The bad news is the Florida Keys got hit by a damaging Category 4 hurricane in September, the first time in almost 60 years the island chain felt such a powerful storm directly, and the first time since 2005’s Hurricane Wilma it was seriously impacted by a tropical system.
The good news is, we now know what a Category 4 hitting the Keys looks like in the modern era, which will help first responders, utilities, government officials and residents prepare for hurricane seasons to come, Monroe County’s Emergency Management Director Marty Senterfitt said this week.
In the second of six feedback meetings conducted by county officials asking residents how the Keys could have better prepared and recovered from Sept. 10’s Hurricane Irma, Senterfitt, said he was proud and impressed with the county, state and federal response to the powerful storm. He added, “After the event’s over, there are always areas for improvement.”
“I’ve worked with some really fine people in Monroe County who really knew what they’re doing and stepped up and did a really great job,” Senterfitt said at the meeting held at the Village of Islamorada’s Founders Park Tuesday.
The roughly 30 people who attended the meeting were asked by Kimberly Matthews, the county’s director of strategic planning, to prioritize areas that need to be improved for the next storm.
“We all know we did things right, we know we all did things we probably wouldn’t do the next time,” Matthews said.
Most of those at the meeting agreed the Florida Keys Electric Cooperative, Keys Energy and the Florida Keys Aqueduct Authority did steadfast work restoring power and water to the Keys.
Subjects of major complaints were the availability, or lack thereof, of fuel; getting out accurate information to both those who stayed behind and those who heeded the call to evacuate; debris removal after the storm — which is still an issue; and the process of letting those who left back in in the days after the storm.

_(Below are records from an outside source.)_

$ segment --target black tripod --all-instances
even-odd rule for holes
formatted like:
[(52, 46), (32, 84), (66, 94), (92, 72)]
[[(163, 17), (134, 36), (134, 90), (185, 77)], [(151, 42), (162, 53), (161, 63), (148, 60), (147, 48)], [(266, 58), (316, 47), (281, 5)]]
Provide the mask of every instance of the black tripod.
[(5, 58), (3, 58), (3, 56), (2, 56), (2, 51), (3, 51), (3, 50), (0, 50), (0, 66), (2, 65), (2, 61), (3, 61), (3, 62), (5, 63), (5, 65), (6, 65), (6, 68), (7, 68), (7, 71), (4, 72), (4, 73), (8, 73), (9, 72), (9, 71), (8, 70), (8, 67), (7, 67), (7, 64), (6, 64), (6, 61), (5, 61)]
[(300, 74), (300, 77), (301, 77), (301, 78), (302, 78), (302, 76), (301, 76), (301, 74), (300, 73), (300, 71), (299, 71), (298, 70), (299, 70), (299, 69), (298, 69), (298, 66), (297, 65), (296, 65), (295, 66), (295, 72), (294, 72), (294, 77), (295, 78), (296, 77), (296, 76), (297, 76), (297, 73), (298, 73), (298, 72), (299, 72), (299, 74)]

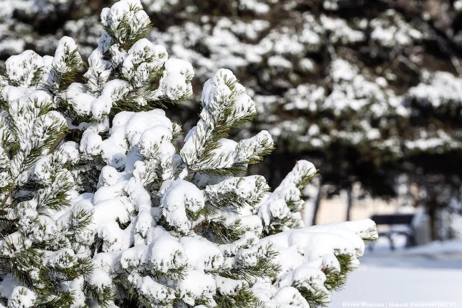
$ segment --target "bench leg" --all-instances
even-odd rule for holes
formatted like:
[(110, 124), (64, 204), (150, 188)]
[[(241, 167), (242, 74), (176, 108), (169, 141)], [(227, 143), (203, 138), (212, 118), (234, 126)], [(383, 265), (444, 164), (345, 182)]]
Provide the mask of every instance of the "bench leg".
[(391, 235), (388, 237), (388, 240), (390, 241), (390, 248), (392, 251), (395, 250), (395, 244), (393, 243), (393, 239), (392, 238)]

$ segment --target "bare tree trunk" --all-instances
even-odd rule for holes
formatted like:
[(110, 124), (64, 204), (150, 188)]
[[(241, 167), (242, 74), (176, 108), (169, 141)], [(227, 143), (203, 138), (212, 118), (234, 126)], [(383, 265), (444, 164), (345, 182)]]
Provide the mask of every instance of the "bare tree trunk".
[(428, 210), (428, 216), (430, 219), (430, 228), (432, 240), (435, 241), (438, 239), (438, 232), (436, 230), (436, 211), (434, 205)]
[(351, 211), (351, 207), (353, 206), (353, 200), (351, 197), (351, 186), (346, 188), (346, 197), (347, 197), (347, 205), (346, 205), (346, 221), (350, 220), (350, 211)]

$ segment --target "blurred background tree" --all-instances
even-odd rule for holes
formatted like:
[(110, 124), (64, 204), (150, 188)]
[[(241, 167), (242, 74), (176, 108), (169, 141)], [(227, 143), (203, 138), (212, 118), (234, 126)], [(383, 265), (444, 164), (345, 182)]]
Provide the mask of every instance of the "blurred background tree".
[[(6, 1), (4, 61), (27, 49), (52, 54), (63, 35), (88, 56), (113, 2)], [(196, 69), (195, 98), (170, 117), (190, 120), (187, 131), (201, 85), (232, 70), (262, 111), (237, 137), (265, 129), (276, 144), (251, 172), (275, 187), (295, 158), (320, 170), (305, 223), (341, 190), (349, 218), (359, 183), (360, 196), (424, 207), (433, 239), (460, 236), (451, 222), (462, 210), (462, 0), (141, 1), (149, 40)]]

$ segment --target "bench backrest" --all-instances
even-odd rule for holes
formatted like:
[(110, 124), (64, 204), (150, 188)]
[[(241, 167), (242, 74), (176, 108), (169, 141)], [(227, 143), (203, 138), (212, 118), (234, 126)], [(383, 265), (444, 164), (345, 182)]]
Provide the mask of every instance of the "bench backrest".
[(390, 214), (385, 215), (372, 215), (371, 219), (376, 224), (411, 224), (414, 214)]

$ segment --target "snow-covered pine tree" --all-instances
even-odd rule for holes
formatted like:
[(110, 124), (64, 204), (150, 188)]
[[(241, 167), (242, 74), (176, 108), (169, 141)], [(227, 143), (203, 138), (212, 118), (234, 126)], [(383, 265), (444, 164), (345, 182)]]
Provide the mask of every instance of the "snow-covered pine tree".
[(90, 212), (71, 210), (78, 195), (70, 171), (78, 151), (56, 146), (67, 125), (56, 89), (81, 62), (69, 38), (54, 58), (28, 50), (10, 57), (0, 79), (0, 306), (68, 307), (93, 267), (80, 233)]
[(197, 124), (176, 147), (180, 125), (155, 107), (190, 96), (192, 66), (143, 38), (139, 0), (101, 20), (85, 84), (71, 83), (81, 60), (69, 37), (52, 59), (7, 61), (0, 305), (326, 305), (374, 223), (303, 227), (301, 191), (316, 173), (306, 161), (272, 193), (244, 176), (274, 145), (266, 131), (227, 139), (256, 114), (228, 70), (205, 83)]

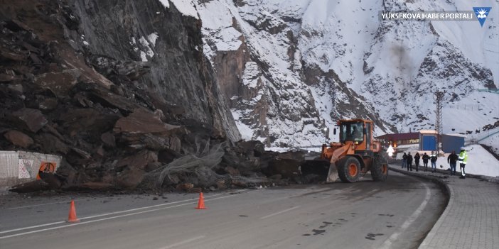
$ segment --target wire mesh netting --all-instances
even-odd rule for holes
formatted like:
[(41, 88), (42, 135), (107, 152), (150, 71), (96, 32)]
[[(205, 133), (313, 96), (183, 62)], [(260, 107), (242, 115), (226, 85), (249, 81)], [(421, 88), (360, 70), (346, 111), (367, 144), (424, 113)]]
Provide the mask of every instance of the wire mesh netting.
[(163, 186), (165, 180), (175, 182), (174, 176), (188, 174), (197, 178), (200, 187), (216, 185), (220, 180), (226, 182), (237, 181), (247, 186), (267, 182), (265, 177), (245, 177), (217, 174), (213, 168), (218, 165), (225, 155), (225, 143), (211, 146), (208, 140), (204, 148), (199, 139), (195, 139), (196, 151), (174, 160), (173, 162), (154, 171), (145, 174), (139, 187), (142, 189), (154, 189)]

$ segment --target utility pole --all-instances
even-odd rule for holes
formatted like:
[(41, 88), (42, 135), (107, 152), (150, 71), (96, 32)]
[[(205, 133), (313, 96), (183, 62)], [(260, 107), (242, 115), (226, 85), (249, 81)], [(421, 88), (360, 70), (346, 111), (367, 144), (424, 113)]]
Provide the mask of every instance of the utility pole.
[(440, 135), (442, 133), (442, 99), (444, 99), (444, 94), (445, 92), (437, 91), (435, 92), (435, 97), (436, 98), (436, 118), (435, 121), (435, 129), (436, 130), (436, 150), (437, 153), (441, 149), (441, 145), (440, 144)]

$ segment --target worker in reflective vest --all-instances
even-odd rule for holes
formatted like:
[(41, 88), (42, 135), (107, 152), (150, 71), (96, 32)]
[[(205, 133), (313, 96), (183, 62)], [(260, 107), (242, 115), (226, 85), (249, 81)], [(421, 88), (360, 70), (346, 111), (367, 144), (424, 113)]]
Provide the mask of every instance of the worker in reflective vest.
[(461, 177), (459, 178), (465, 179), (466, 178), (466, 174), (464, 172), (464, 167), (466, 166), (466, 162), (468, 162), (468, 153), (466, 153), (464, 147), (461, 148), (458, 162), (459, 162), (459, 167), (461, 168)]

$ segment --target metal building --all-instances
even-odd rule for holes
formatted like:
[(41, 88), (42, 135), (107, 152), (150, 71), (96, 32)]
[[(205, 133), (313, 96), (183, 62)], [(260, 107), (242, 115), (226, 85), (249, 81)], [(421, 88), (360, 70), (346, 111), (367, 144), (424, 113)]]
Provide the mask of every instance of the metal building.
[(419, 150), (436, 150), (436, 131), (419, 131)]

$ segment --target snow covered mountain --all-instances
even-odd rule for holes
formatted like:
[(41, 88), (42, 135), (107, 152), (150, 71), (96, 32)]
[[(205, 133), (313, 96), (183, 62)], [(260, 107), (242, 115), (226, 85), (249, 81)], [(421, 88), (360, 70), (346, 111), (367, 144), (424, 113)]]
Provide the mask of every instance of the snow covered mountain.
[[(375, 120), (377, 135), (433, 128), (437, 90), (446, 92), (445, 133), (499, 120), (499, 94), (478, 91), (499, 83), (498, 0), (171, 2), (201, 20), (203, 52), (243, 138), (318, 145), (342, 118)], [(473, 6), (492, 7), (483, 27), (378, 18)]]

For re-entry, Senterfitt said there is no easy answer and no solution that will satisfy everyone. However, it’s an issue likely to be an albatross to local officials hoping as many people will evacuate the next time the Keys are in a major storm’s cross hairs.
The county delayed letting residents, and later tourists, back into the Keys for both safety and logistical reasons. Officials did not want people to clog U.S. 1, the Keys’ only highway, while it was still clearing the road and while first responders were going house-to-house checking on the well-being of those who stayed behind.
Power lines were strewn throughout residential roads, and restoring electricity to storm-damaged homes poses fire hazards.
“The quicker we let people in, the longer it takes to restore electricity,” Senterfitt said.
Also, the Keys were packed with first responders and law-enforcement officers sent from around the country who were speeding up and down U.S. 1 in their vehicles, presumably heading to emergencies. Simply put, according to Senterfitt, it just wasn’t safe to be here.
Senterfitt, a retired firefighter, said the government’s No. 1 responsibility is to protect its citizens, and the Keys were too dangerous for people to return for most of the week after Irma passed.
“We’re not going to let you go into a burning building,” he said. “Well, this is a burning building on a macro level.”
Key Largo residents and business owners were allowed to come back on Tuesday, Sept. 12. Officials kept the Middle and Lower Keys, which were much harder hit, off limits until Sunday, Sept. 17.
Those who returned were warned of primitive living conditions that in some areas of the Lower Keys remain today. Returners were told to bring plenty of water, fuel, food and other supplies.
Confused about re-entry policy, hundreds of people drove to Florida City in the days after Irma struck only to be stopped by police and National Guard soldiers at the checkpoint set up at the entrance of the 18-Mile Stretch. Since fuel was scarce statewide, as were hotel rooms, scores of people ended up stranded in Florida City, growing more impatient as the hours and days passed. Because of the chaos and inconvenience, many people who complied with the mandatory evacuation before Irma vowed not to leave the Keys next time.
Nevertheless, Senterfitt said re-entry will likely still be a drawn-out, systematic process the next time a storm hits the Keys and an evacuation is ordered. “There is no one-size fits all solution,” he said.
Ron Cole, an Islamorada resident who mostly praised the county’s response to Irma and after, said those who experienced not being allowed back to their homes and those who stayed but heard the horror stories from evacuees are likely to stay put the next time.
“If that’s what people know, they’re not going to leave,” Cole said.
Islamorada Councilwoman Deb Gillis said the re-entry situation would have been worse if the eye of the storm passed over Key Largo rather than Cudjoe Key in the Lower Keys. Many areas of the Middle and Lower Keys were devastated by Irma, but Key Largo, while sustaining heavy damage, was not hit as hard. This allowed easier passage along the highway and for a quicker recovery Keys-wide as crews and first responders were able establish staging areas as they made their way down U.S. 1.
“If the storm came through Key Largo, there’s no way of getting to Key West,” Gillis said.